Находясь еще в полупроснувшемся состоянии, раздражился я на этот пассаж, надо сказать, довольно вяло: какое колхозное движение, подумал я, пятый год перестройки, что они там, с ума сошли… Вернусь — всех убью.
Перетащив вещи, я снова спустился к кастелянше — доплатить за улучшение своих жилищных условий. Кастелянша, пожилая строгая латышка, аккуратно заполнив квитанцию, дошла до даты и вздохнула:
— Девятнадцатое августа… Какой плохой день.
— Почему плохой? — радостно поинтересовался я. Кастелянша внимательно посмотрела, проверяя, не придуриваюсь ли.
— Вы радио не слушаете? — спросила она наконец.
— Нет, — чистосердечно ответил я.
— У нас переворот, — сказала кастелянша.
— У вас? — уточнил я. Я уже перенес вещи в свой новый номер и даже оплатил его, но проснуться еще не успел. Я подумал: может, Рубикс сместил Горбунова…
— У вас? — спросил я.
Кастелянша холодно на меня посмотрела и ответила:
— У вас.
Так произошло отделение Прибалтики от Советского Союза.
«Если победят наши…»
И еще одна история тех дней — точнее, следующего дня. 20 августа 1991 года, когда чаша весов колебалась, и неясно было, чья возьмет, в Чите, под аккомпанемент радиостанции, ведущей прямой эфир с улиц ночной Москвы, один мой приятель сцепился с подполковником КГБ. Тот, разумеется, был за ГКЧП. Упершись друг в друга лбами, они до хрипоты проспорили на чьей-то кухне целый день, поминутно прерываясь на последние новости.
В Москве стреляли. Развязки не было, и они снова упирались друг в друга лбами.
Наконец спор иссяк по причине полной непоколебимости сторон, и, уходя, подполковник сказал… О, как он сказал!
Он сказал: «Запомните!

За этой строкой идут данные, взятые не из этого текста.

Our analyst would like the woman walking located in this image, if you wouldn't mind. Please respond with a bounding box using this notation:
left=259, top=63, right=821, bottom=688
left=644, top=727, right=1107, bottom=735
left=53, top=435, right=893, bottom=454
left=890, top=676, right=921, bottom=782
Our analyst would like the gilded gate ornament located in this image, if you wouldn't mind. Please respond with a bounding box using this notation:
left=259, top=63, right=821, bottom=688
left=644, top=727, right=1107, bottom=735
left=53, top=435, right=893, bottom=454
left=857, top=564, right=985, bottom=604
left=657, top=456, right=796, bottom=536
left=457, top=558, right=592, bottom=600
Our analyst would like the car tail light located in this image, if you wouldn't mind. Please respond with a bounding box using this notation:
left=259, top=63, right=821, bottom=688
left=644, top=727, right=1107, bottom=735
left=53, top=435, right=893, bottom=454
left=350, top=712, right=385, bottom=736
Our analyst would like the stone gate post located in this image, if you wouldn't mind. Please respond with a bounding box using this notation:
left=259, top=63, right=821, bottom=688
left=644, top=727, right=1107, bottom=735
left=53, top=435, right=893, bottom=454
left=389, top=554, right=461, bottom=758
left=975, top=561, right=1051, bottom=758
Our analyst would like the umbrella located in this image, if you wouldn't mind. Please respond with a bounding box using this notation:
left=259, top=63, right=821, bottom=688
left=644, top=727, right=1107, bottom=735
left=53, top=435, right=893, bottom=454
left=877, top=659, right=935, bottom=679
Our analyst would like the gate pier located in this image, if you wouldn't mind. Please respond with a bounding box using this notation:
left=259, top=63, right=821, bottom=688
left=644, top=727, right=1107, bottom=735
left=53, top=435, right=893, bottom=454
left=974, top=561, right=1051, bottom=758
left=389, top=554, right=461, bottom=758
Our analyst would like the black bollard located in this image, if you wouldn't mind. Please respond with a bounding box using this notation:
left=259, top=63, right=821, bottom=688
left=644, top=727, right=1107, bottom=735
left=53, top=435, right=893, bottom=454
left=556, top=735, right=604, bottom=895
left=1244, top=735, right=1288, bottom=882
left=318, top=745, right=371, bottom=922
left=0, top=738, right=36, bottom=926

Если победят ваши — этого разговора не было!»
И, подумав, добавил: «Если победят наши — вы ответите за свои слова!»
Финита ля комедиа
Почетный караул от Мавзолея убрали не сразу, и 25 августа 1992 года мне своими глазами довелось увидеть чудо: улыбку на губах кремлевского курсанта при исполнении. То есть он еще стоял у мумии навытяжку, но уже улыбался — и это означало настоящий конец эпохи.